To note, the idea of "aesthetic exercise", as introduced below, really seems aligned with Dewey's notion of "art as experience". Indeed, when they put forth "a broad conception of 'practice,' both spiritual and aesthetic", I can't help but think this expansion of 'practice' is identical to the thesis in ZMM. 

[John]
So I'm not sure whom you are addressing, but I do appreciate the effort.

[Arlo]
My assumption is that most people here are interested in discourses that circle, overlap, parallel, or dance with the specific ideas put forth by Pirsig. If a philosophical discourse on the poetics of lived experience doesn't interest you, John, I apologize for wasting your time.


>
> "Poetry as Practice, Practice as Poetry"
>
> The philosopher Pierre Hadot worked throughout his career to locate poetry,
> particularly Goethe’s, within forms of “spiritual exercise” grounded in
> western philosophical and religious traditions. For Hadot, spiritual
> exercises (or practices) are forms of thinking, meditation, or dialogue that
> “have as their goal the transformation of our vision of the world and the
> metamorphosis of our being.” While Hadot’s thought on spiritual practice
> found its widest audience through Foucault’s work on “care of the self,” it
> has recently resurfaced in Gabriel Trop’s Poetry as a Way of Life (2015),
> whose title echoes that of the 1995 English translation of Hadot’s
> Philosophy as a Way of Life (quoted above). Drawing on Hadot and Foucault,
> Trop argues that the reading and writing of poetry can be understood as
> “aesthetic exercise,” a form of practice involving "sensually oriented
> activity in the world attempts to form, influence, perturb or otherwise
> generate patterns of thought, perception, or action.” Though Trop is careful
> to distinguish his ideas from Hadot and Foucault, we might argue that poetry
> allows the aesthetic or spiritual practitioner to “struggl[e] against the
> ‘government of individualization’” (Foucault, 1982) and to enact “a way of
> being, a way of coping within, reacting to, and acting upon the world”
> (Trop, 2015).
>
> Our seminar takes as its starting point a broad conception of “practice,”
> both spiritual and aesthetic. We seek proposals that consider poetries and
> ways of reading as forms of practice or that challenge the premise
> altogether. Some questions that might be considered:
>
> • Trop suggests that religious poetries (e.g., Greek tragedy, the Divina
> Commedia) are conducive to “aesthetic exercise.” In what ways do poets and
> readers within religious/meditative traditions enact disciplines/practices
> of the self?
> • Poets associated with avant-garde movements often make strong claims about
> the urgency of their poetics.
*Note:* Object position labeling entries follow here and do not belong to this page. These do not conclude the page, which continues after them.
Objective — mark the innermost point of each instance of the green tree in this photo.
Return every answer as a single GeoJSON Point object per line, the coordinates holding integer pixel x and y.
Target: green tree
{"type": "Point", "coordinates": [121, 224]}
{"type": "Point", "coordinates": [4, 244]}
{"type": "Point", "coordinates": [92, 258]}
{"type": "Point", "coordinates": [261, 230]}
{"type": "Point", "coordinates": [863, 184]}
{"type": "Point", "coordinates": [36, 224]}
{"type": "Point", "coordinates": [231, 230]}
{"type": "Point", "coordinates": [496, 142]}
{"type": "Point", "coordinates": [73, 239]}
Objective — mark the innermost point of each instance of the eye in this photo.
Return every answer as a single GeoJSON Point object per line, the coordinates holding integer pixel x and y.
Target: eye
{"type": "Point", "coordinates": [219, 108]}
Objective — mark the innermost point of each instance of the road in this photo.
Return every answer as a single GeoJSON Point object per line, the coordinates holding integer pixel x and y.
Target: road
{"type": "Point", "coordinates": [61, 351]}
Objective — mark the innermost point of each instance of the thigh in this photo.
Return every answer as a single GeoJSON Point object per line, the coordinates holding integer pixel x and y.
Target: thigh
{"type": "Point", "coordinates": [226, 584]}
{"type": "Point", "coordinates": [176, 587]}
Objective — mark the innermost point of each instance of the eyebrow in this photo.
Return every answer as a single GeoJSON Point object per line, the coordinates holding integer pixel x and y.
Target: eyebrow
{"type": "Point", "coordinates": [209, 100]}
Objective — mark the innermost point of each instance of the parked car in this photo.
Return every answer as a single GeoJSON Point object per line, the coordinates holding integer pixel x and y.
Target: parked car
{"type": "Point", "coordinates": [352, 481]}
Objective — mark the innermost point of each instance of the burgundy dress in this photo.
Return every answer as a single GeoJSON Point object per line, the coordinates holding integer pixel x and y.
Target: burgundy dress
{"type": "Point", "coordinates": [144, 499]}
In what ways can “poetry as practice” help us
> understand their reading and writing practices? Can non- or even
> anti-avant-garde poetries be understood in similar terms?
> • How might the notion of poetry as a “way of life” help us understand
> contemporary lyric poetry?
> • Trop argues that late 18th century German poets, including Novalis and
> Holderlin, used their poetic practice to constitute themselves as
> non-normative subjects. What other times/places/poets might we see as
> concerned with poetry as a form of self-constitution?
> • George Oppen suggests that “part of the function of poetry is to serve as
> a test of truth.” In what ways can Oppen’s poetics, or those of similarly
> engaged poets, be understood as enabling spiritual or aesthetic exercise?
> • How might the concept of spiritual/aesthetic practice contribute to
> current debates about the relevance of poetry to the
> social/economic/environmental justice movements?